My husband says, “It’s the guy who tests our soil.”
“He tests our soil?”
“He used to. I don’t need him to analyze the soil. I can analyze it myself.”
“Oh,” I say, “Like no blueberries grow because they need acidic soil?”
“Yeah.”
“What else?”
“Well, he told me I shouldn’t plant orchardgrass because it’ll clump after a few years.”
I look at my husband. “Is that true?”
“No. He doesn’t know what he’s talking about. Our has been in the ground for seven years and he couldn’t even tell.”
“So what did you say to him?”
“I asked him if he know how long I’d had it in the ground.”
“That wasn’t nice. You trapped him.”
Silence.
I tell him, “This reminds me: My brother is getting coaching so he can deal with his big promotion, and the coach told him don’t ask people why. Asking why is aggressive.”
Silence.
“You ask the boys why all the time. You shouldn’t do that.”
Silence.
“Actually most of the questions you ask are aggressive. You don’t ask questions to find out information.”
“Okay,” he says, “You’re right. I’m done talking about this.”
Humph. It’s not satisfying to hear that I’m right. I need it to be more heartfelt.
We drive. I look out the window, listening to ’80s music up front and YouTube videos in back. This is how our car always sounds. I have to develop an ability to not hear anything I’m hearing.
He says, “Who are you calling?”
“I’m calling someone who wants to talk to me.” I want him to say that he wants to talk to me. But he’s not the lying type.
I call Melissa. No answer. I call my brother who does not work in an office. No answer. My other two brothers work in an office. There is no one else for me to call except Peter who works for me full time, so it’s like it’s his job to answer the phone if I call.
I never call him, so he’s probably thinking that I must be lonely, but I don’t want him to know I’m lonely. So I talk about official business, like whether he learned how to edit photos for my blog.
He says he resized some photos from Brittney Wright. A food photographer who organizes food by color.
My son pipes up from the back seat: “I can do that in Photoshop. How much would you pay me?”
I tell my son I will pay him $2.50 per photo, and he says, “Oh, I didn’t really want a job. I just wanted to try one photo to see if I could do it. Can I have $1.25 to buy a gem for my Pokemon?”
There is a bad lesson here, I just can’t pick it out. I think the lesson is that when you are with your kids, have a friend who you can call so you don’t have to hear how your kids do not want to work for money.
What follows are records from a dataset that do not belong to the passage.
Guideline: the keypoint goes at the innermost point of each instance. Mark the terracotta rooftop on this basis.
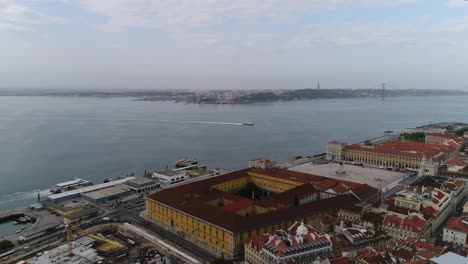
(407, 149)
(192, 198)
(453, 137)
(258, 241)
(457, 161)
(413, 222)
(340, 260)
(458, 223)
I am still not talking to my husband as he drops us off at the cello lesson. He is excited for disc golf and has forgotten that I am in a fight with him.
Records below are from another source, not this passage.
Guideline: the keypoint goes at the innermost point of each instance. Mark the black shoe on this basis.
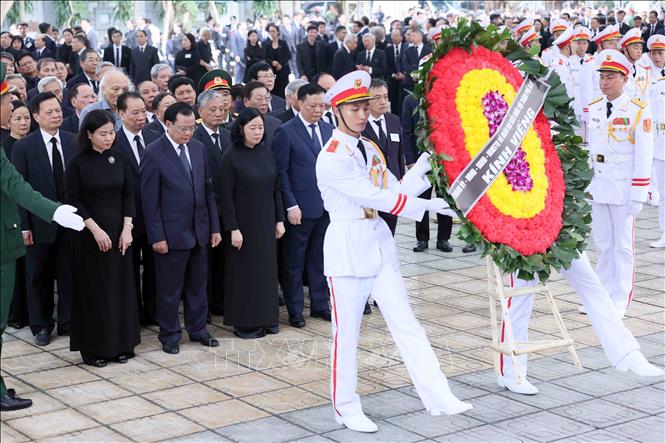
(9, 403)
(43, 337)
(325, 315)
(96, 362)
(468, 248)
(297, 321)
(171, 349)
(206, 340)
(420, 246)
(444, 246)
I gave up on the silent treatment early in our relationship when, after a week of silent treatment, he called my assistant to tell her that she’s really done a great job of helping us and we’re getting along better than ever.
Why don’t I have something like disc golf that makes me not care if we’re not talking?
And why do I ask myself why? Its aggressive. I need to treat myself better.
I need to practice being good at marriage. I remember when I went to graduate school for writing and all I wrote about was my sex life, and the professor told the class we write about what we we yearn for.
Which means I am yearning for more conflict. I cannot get it from my husband. And I don’t even have a friend I can call to say, “I just called to say hi and engage in conflict.”
Practicing being good at marriage is really just practicing being a reasonable, rational adult. Taking personal responsibility means giving up the joys of passive-aggressive behavior.
It occurs to me that the reason people don’t practice is not because they don’t know the best way to practice. It’s because practicing sucks. It’s not the fun part.
I want to practice reading lots of comments on a blog post. I want to practice something that depends on someone else doing the work.
“Which means I am yearning for more conflict.”
The fact that you’re able to recognize and acknowledge this in yourself is just amazing. Not many people can do that.